La simbología de los tatuajes y el modo de usar un pañuelo, una gorra o el simple gesto de portar un dije o arete en forma de crucifijo, usar collares de santería, fueron gestos desafiantes en épocas de cacería de brujas.
Durante los primeros años de la revolución, y sobre todo en los 70, se promovieron desde el gobierno varias campañas, algunas de ellas extremadamente violentas, contra algunas modas consideradas como nocivas en el proceso de formación del malogrado “hombre nuevo”.
Todavía algunas víctimas y victimarios recuerdan a la actriz Ana Lasalle, plantada a las puertas del Instituto Cubano de Radio y Televisión, con tijeras en las manos, para cortar las melenas y los pantalones ajustados de quienes se atrevieran a pasar por el lugar, fuesen artistas o no.
Fidel Castro, en el discurso de clausura del Primer Congreso de Educación y Cultura, de 1971, había dado la orden de “combatir al enemigo” en sus expresiones ideológicas y, por desgracia, la moda estuvo en el centro de la diana junto a la música en inglés y las formas no realistas del arte y la literatura.
Hubo una época en que, debido a la moda regulada desde el gobierno más que a las carestías, las calles de La Habana no se distinguían de las de Pyongyang o las del Pekín maoísta. Pantalones y camisas de caqui o de poplín chino, vestidos de guinga, zapatos plásticos (conocidos como “kikos”) o botas cañeras que, a fuerza de lija, betún, cepillo y fuego se convirtieron en sucedáneos de la gamuza y el charol.
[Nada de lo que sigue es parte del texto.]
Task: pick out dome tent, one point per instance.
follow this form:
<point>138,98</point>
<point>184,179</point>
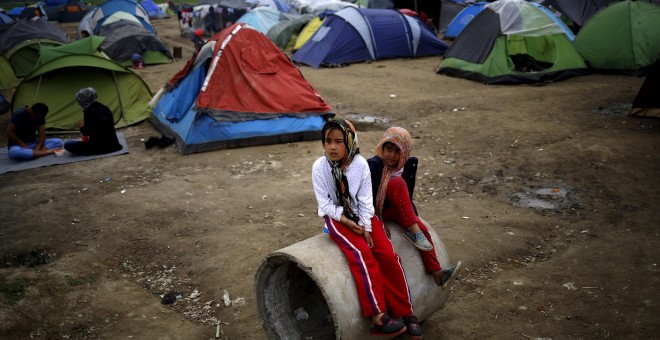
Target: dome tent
<point>239,90</point>
<point>513,42</point>
<point>56,83</point>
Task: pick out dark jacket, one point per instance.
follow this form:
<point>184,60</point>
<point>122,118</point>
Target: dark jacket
<point>409,174</point>
<point>100,128</point>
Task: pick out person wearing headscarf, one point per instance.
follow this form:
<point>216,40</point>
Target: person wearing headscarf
<point>26,134</point>
<point>342,186</point>
<point>393,172</point>
<point>97,127</point>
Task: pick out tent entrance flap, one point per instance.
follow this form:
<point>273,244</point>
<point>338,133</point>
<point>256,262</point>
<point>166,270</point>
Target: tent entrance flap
<point>532,54</point>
En la actualidad son otras historias y otras regulaciones las que marcan los modos de ataviarse de los cubanos.
Por una parte, aunque jamás han sido oficialmente revocadas, se volvieron inefectivas las normas gubernamentales sobre el “buen vestir”, basadas en un ideal totalitario de “uniformar” a los ciudadanos pero, por otra, los sucesivos desaciertos políticos y económicos que han convertido en fenómenos crónicos la inflación, los precios disparados, los bajos salarios, la cultura de supervivencia, la escasez, el contrabando, los frenos al crecimiento de la iniciativa privada y el retardo informacional de la población, han repercutido negativamente en los modos de vestir de la mayoría de los cubanos, limitados a cubrir los cuerpos con “lo que se puede” o “lo que aparezca”.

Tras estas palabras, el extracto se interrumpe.